To Be or Not to Be (Part 7)

Well, this is it. This is the end of all things. We are staring into the casket with our name on it. We have been given a sure and certain diagnosis. Two months to go. What matters in those two months that has never mattered before?

Really think about it. What rises to the top of the to-do list? Would you keep working, just to have something to do? Would you need to work to eat? Would you be extravagant? Would you savor moments more? Could you?

Or would it inevitably be a series of factors outside of our control? Would it be a series of things that we try but can not necessarily pull off? After all, just because we know we are going to die doesn’t mean we are given some super power.

Or does it? Are we given a keen awareness of life? Do we cut through tape that most people stop for? Do we disregard unnecessary pauses? Do we get to sort of a holy urgency, not of the unimportant but of making the important happen?

Inevitably we will have options. We will have some opportunity to make an easier living. Doing something easy is always in our grasps. But we all have this nagging sense, this aggravating luring toward something important.

We will rationalize that it is not more important than any other thing. We may even rationalize that other things are probably more important. What we are best at comes so naturally we may almost feel like it is of no use to anyone.

We would be wrong in such instances. For the gifts are given for the common good. We will not and can not know the extents of our gifts in isolation of their service to the community. We need the community to help us understand them.

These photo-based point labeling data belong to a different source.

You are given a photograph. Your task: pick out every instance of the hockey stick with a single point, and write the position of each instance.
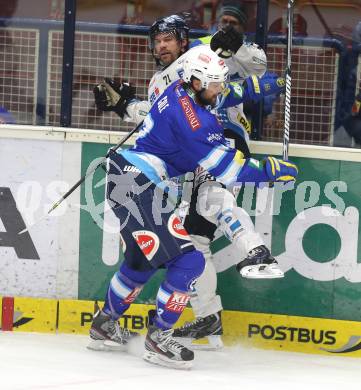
(82, 179)
(287, 117)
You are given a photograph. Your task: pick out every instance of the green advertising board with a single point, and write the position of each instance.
(314, 233)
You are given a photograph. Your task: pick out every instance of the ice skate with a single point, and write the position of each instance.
(161, 348)
(259, 264)
(209, 327)
(107, 335)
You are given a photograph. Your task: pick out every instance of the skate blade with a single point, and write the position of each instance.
(155, 358)
(262, 271)
(209, 343)
(106, 345)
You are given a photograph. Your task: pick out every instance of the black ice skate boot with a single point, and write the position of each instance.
(106, 333)
(209, 327)
(162, 349)
(259, 264)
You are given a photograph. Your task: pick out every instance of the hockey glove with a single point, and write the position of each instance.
(226, 42)
(256, 88)
(280, 170)
(113, 96)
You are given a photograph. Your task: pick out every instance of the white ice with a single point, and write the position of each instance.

And we need the urgency of our own mortality to hasten the use of those gifts. We have got to shake off whatever we think we are trying to do to get to the pure core of simply doing it. Only then do we experience the freedom of our gifts.

Of course this pursuit of our gifts will feel extremely selfish. We will inevitably realize all those casualties of our sacred focus. And for those who are considerate, the desire to put other’s needs first will have the potential to shipwreck us.

I mean, what a great ploy. Strangle the creative with the fear of letting those we love down. Mismatch the message to the degree that doing what we are called to do feels like selfish dreaming. Playing it safe heroic and sacrificial.

It’s a lie, but a powerful one. It is true we will see our family more if we play it safe. Absolutely true. But who will we be? Will we be the kind of person we want our kids to be around? Will we be any sort of role model for our children’s success?

Life is sacrifice. Everyone sacrifices. To sacrifice a calling for the sake of our family is on one hand very noble. To pass it on to another generation inspiring. But what will we be passing on? Is there life outside of our calling worth passing on?